On February 4, 2015, Staples announced that it had signed a definitive agreement to acquire Office Depot, a global supplier of office products, services and solutions for the workplace. In connection with the proposed acquisition, the Company obtained financing commitments from Bank of America Merrill Lynch and Barclays Bank for a 5-year $3 billion asset-based revolving credit facility and a 6-year $2.75 billion term loan.  The Company has completed the syndications of the term loan and credit facility. The Company will close on the term loan and credit facility upon completion of the acquisition.  The asset-based revolving credit facility will replace the Company's existing $1 billion revolving credit facility.   The existing credit facility will remain in place in the event that the transaction is not completed.
Amounts outstanding under the asset-based revolving credit facility will bear interest equal to the one month London Interbank Offered Rate ("LIBOR") plus 1.75% for the first three months, and then ranging from LIBOR plus 1.25% to 1.75% thereafter depending on the amount of available borrowing capacity and the amount of outstanding borrowings and letters of credit.  The Company will also pay fees ranging from 0.25% to 0.375% on the undrawn portion of the credit facility.  The term loan will bear interest equal to the one year LIBOR (with a floor of 0.75%) plus 2.75%.  The agreements that govern the term loan and the credit facility contain various affirmative and negative covenants, including some that will require Staples to maintain certain financial ratios in certain circumstances.  In addition, the terms of the agreements will restrict Staples from paying dividends in certain circumstances and otherwise limit dividends to $0.15 per share per quarter, subject to certain exceptions.

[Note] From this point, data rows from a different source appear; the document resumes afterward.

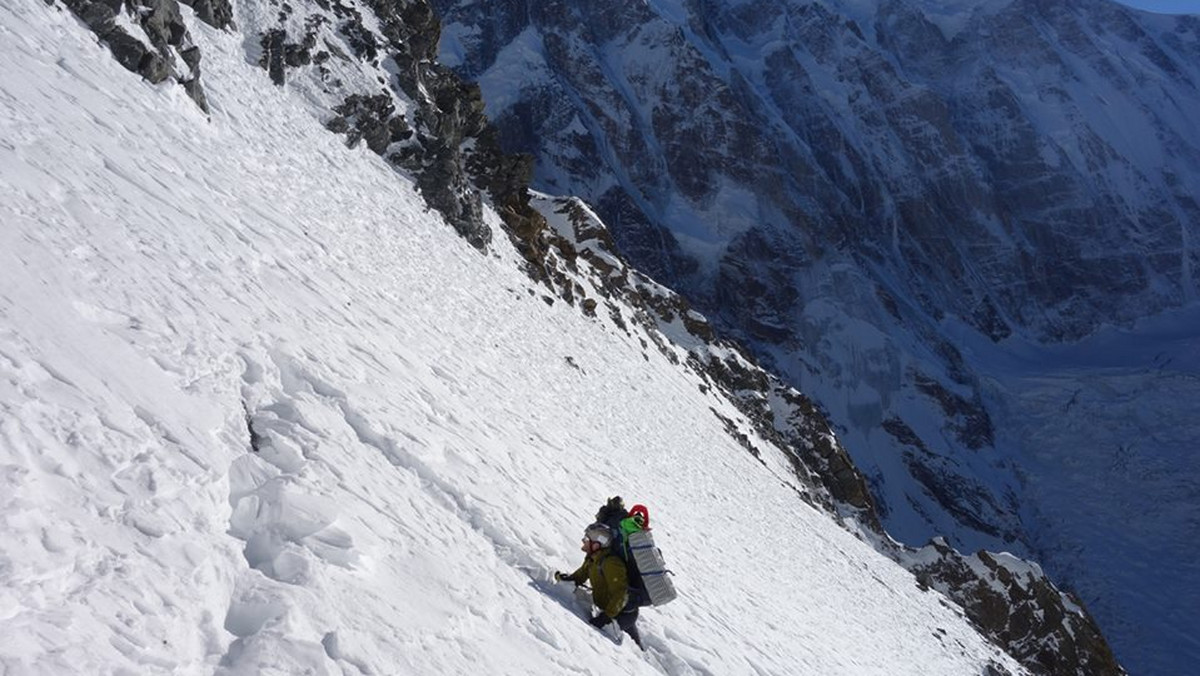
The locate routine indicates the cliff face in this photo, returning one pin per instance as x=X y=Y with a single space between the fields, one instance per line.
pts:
x=369 y=71
x=852 y=187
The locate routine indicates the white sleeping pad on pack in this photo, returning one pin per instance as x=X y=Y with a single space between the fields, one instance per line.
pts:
x=652 y=568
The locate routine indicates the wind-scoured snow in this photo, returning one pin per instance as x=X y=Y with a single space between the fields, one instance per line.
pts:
x=263 y=412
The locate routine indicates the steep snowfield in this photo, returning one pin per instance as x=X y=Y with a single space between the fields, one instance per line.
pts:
x=431 y=435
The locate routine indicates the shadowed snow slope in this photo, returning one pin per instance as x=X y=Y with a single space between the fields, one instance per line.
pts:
x=265 y=413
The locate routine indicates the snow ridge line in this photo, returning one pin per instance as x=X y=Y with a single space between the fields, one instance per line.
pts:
x=288 y=532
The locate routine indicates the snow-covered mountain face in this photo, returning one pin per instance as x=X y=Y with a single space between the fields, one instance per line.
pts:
x=864 y=190
x=258 y=392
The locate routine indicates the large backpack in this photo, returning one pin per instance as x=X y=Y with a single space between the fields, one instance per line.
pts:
x=648 y=581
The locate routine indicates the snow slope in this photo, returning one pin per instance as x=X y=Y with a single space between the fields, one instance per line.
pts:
x=264 y=413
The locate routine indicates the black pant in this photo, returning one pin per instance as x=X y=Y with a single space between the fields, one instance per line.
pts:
x=628 y=622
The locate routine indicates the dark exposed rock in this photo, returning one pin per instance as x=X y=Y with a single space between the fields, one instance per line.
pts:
x=217 y=13
x=1047 y=630
x=163 y=25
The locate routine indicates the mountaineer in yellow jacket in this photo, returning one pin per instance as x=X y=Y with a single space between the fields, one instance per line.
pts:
x=610 y=582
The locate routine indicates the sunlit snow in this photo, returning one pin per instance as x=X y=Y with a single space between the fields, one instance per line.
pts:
x=265 y=413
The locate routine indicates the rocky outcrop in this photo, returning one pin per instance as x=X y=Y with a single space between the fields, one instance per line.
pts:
x=376 y=64
x=160 y=46
x=1011 y=600
x=802 y=169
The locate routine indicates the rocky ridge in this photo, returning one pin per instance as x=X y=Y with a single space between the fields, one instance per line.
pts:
x=426 y=121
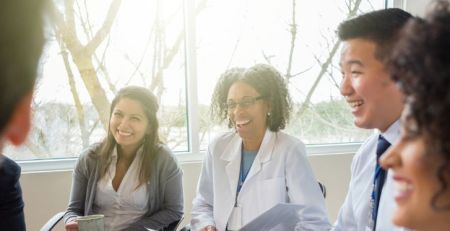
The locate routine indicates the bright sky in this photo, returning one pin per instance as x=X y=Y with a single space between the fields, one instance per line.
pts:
x=229 y=33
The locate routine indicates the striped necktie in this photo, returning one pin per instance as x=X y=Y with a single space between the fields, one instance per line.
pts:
x=380 y=177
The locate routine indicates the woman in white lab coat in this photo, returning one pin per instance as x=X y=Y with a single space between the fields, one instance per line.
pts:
x=255 y=166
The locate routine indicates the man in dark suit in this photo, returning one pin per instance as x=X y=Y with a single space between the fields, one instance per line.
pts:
x=21 y=43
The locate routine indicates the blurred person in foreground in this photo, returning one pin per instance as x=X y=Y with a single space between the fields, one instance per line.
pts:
x=255 y=166
x=420 y=160
x=21 y=44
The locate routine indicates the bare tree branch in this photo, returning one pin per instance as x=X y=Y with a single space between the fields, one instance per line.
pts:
x=325 y=65
x=106 y=27
x=293 y=30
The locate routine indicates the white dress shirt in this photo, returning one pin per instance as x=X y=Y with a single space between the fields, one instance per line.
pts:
x=129 y=203
x=354 y=214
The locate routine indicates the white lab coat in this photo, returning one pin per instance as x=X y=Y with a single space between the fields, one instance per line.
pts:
x=280 y=174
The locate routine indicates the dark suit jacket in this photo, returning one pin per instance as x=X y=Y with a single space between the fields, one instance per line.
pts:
x=11 y=203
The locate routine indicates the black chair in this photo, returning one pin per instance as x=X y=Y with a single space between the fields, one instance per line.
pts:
x=53 y=221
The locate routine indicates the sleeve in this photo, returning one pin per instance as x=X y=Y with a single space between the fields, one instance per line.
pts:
x=303 y=189
x=172 y=197
x=202 y=209
x=80 y=177
x=346 y=219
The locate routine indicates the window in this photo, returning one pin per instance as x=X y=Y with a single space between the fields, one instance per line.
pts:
x=298 y=37
x=178 y=49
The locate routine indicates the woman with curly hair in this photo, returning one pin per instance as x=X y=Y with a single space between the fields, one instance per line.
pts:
x=255 y=166
x=420 y=63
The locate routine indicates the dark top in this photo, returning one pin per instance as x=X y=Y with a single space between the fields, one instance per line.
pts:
x=11 y=203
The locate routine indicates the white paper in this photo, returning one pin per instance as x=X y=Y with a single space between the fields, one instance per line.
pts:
x=281 y=217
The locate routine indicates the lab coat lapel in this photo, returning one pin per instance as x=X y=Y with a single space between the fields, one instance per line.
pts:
x=264 y=154
x=232 y=155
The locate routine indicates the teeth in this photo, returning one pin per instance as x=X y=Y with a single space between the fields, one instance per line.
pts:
x=242 y=122
x=355 y=103
x=124 y=133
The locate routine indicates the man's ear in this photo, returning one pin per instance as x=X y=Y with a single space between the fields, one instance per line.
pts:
x=18 y=126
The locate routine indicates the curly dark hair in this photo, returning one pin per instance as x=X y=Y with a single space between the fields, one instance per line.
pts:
x=420 y=64
x=380 y=26
x=267 y=81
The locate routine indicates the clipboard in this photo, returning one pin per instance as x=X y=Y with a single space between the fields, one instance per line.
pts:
x=282 y=216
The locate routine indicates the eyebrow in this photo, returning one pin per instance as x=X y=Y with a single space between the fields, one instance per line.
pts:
x=243 y=97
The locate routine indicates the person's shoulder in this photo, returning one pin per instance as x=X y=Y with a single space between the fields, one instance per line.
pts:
x=227 y=135
x=221 y=139
x=367 y=146
x=164 y=153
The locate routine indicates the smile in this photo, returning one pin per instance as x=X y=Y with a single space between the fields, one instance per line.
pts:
x=124 y=133
x=241 y=123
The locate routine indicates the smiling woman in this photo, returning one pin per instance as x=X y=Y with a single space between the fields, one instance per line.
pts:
x=421 y=159
x=130 y=178
x=254 y=156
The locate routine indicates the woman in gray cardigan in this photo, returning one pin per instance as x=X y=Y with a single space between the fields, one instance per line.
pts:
x=130 y=178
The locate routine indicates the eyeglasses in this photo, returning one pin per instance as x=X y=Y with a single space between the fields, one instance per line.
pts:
x=244 y=103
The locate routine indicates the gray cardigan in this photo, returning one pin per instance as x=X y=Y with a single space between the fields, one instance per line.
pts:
x=165 y=203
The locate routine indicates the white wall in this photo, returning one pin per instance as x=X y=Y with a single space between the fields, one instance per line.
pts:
x=46 y=193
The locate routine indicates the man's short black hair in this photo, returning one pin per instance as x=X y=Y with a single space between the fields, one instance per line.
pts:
x=381 y=27
x=21 y=43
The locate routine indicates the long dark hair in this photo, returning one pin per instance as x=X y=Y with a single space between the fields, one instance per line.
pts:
x=151 y=143
x=420 y=64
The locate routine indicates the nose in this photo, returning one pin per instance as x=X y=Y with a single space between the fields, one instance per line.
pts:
x=345 y=87
x=392 y=159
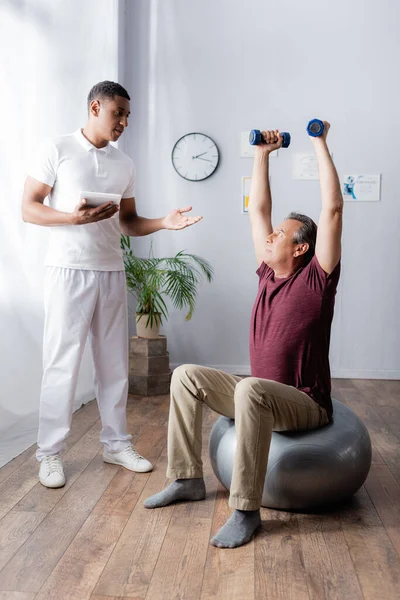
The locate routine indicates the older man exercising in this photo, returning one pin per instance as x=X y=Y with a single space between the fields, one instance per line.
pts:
x=289 y=388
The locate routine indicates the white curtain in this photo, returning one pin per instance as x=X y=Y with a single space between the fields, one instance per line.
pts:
x=52 y=53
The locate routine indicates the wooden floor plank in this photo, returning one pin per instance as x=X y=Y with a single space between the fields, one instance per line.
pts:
x=374 y=557
x=78 y=571
x=384 y=491
x=83 y=419
x=131 y=565
x=34 y=562
x=386 y=443
x=15 y=529
x=16 y=596
x=94 y=539
x=124 y=491
x=228 y=573
x=180 y=565
x=329 y=569
x=279 y=568
x=21 y=481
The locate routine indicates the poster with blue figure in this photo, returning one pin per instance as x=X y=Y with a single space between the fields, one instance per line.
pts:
x=362 y=188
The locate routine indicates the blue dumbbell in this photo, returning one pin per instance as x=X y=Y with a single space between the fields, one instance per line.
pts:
x=256 y=138
x=315 y=128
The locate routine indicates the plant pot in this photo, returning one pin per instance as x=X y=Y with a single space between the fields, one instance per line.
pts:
x=146 y=332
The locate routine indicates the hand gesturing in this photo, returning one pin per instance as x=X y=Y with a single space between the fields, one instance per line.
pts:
x=177 y=220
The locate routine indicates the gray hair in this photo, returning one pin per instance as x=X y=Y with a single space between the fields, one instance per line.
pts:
x=306 y=234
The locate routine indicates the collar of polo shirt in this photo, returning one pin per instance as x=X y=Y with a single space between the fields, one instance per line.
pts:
x=87 y=145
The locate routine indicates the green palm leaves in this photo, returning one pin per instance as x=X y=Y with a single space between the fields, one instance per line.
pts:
x=149 y=279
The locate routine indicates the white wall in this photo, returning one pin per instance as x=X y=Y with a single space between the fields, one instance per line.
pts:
x=52 y=53
x=224 y=67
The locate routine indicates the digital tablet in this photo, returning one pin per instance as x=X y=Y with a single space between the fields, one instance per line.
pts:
x=99 y=198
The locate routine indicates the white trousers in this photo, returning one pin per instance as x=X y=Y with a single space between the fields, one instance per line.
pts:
x=79 y=304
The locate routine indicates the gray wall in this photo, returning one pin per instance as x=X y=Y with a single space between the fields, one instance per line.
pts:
x=224 y=67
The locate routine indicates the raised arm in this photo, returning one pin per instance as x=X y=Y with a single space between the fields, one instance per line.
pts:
x=260 y=202
x=328 y=247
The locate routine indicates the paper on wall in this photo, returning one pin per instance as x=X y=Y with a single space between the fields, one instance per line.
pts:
x=362 y=188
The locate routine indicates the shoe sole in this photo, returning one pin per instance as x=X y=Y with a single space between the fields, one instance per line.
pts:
x=53 y=487
x=114 y=462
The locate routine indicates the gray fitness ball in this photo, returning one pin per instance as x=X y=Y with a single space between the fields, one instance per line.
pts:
x=305 y=469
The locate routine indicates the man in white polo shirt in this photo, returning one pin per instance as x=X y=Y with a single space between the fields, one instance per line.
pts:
x=85 y=289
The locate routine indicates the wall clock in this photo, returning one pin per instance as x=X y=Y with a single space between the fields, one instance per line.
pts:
x=195 y=156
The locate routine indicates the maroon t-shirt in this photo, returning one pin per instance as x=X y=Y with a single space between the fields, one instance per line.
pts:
x=291 y=327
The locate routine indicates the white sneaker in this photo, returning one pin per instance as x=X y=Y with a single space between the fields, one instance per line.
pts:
x=130 y=459
x=51 y=472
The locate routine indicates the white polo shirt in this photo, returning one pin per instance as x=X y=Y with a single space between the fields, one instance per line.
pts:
x=71 y=164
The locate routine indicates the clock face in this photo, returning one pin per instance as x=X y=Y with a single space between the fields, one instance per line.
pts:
x=195 y=156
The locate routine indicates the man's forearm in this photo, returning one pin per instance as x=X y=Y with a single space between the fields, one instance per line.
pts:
x=260 y=192
x=139 y=226
x=40 y=214
x=331 y=194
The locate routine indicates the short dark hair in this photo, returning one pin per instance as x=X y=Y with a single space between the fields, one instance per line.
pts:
x=306 y=234
x=107 y=89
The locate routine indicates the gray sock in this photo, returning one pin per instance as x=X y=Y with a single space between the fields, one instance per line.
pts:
x=181 y=489
x=238 y=529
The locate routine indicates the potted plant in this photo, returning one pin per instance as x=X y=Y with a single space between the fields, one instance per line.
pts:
x=151 y=279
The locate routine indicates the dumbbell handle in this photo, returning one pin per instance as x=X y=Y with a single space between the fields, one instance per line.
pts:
x=315 y=128
x=256 y=138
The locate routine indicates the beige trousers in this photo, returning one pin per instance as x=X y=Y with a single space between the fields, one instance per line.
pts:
x=259 y=406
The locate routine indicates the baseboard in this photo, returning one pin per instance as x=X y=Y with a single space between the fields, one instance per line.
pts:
x=336 y=373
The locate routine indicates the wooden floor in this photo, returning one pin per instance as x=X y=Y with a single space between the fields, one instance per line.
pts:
x=93 y=538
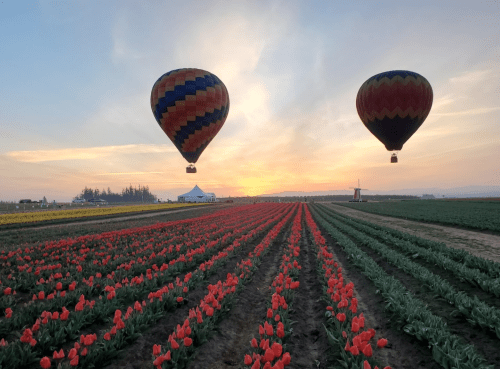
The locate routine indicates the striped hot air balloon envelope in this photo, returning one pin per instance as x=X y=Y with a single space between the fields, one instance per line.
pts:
x=393 y=105
x=191 y=106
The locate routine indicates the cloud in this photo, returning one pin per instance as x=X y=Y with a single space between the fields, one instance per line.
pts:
x=475 y=111
x=472 y=77
x=86 y=153
x=127 y=173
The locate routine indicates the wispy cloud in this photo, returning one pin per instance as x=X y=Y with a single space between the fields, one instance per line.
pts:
x=468 y=112
x=86 y=153
x=471 y=77
x=127 y=173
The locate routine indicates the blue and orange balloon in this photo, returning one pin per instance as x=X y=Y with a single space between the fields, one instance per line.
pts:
x=191 y=106
x=393 y=105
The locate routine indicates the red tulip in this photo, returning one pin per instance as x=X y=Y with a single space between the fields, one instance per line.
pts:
x=277 y=349
x=354 y=350
x=367 y=351
x=156 y=350
x=256 y=365
x=248 y=360
x=45 y=362
x=74 y=361
x=269 y=313
x=174 y=344
x=355 y=327
x=269 y=355
x=381 y=342
x=72 y=353
x=158 y=361
x=286 y=358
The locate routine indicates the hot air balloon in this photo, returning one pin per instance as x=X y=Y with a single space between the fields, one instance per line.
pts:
x=191 y=106
x=393 y=105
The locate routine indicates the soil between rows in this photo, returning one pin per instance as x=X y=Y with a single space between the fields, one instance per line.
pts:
x=402 y=351
x=485 y=341
x=140 y=353
x=476 y=242
x=227 y=348
x=463 y=285
x=308 y=344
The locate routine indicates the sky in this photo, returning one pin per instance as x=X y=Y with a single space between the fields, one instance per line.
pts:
x=76 y=79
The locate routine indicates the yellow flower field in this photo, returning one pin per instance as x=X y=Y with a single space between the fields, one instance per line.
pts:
x=78 y=213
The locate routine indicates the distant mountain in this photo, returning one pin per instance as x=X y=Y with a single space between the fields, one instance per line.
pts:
x=461 y=192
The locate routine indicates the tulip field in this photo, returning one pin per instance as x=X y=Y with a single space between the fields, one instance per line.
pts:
x=265 y=285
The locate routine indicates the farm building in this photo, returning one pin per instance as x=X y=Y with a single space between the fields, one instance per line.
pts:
x=196 y=195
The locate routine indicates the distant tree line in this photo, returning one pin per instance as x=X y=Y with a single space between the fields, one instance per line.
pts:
x=331 y=198
x=129 y=194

With respect to the term loan, the Company will continue to incur certain commitment fees during 2015 in advance of closing on the loan. The Company's results for the second quarter of 2015 and first half of 2015 include $24 million and $28 million, respectively, of accrued commitment fees related to the term loan, which have been classified as interest expense. The Company expects to incur fees of approximately $25-30 million per quarter during the commitment period until the term loan agreement is either finalized or terminated. The commitment period expires on November 4, 2015, which may be extended until February 4, 2016 under certain conditions. Any such fees will be payable upon closing or termination of the proposed acquisition.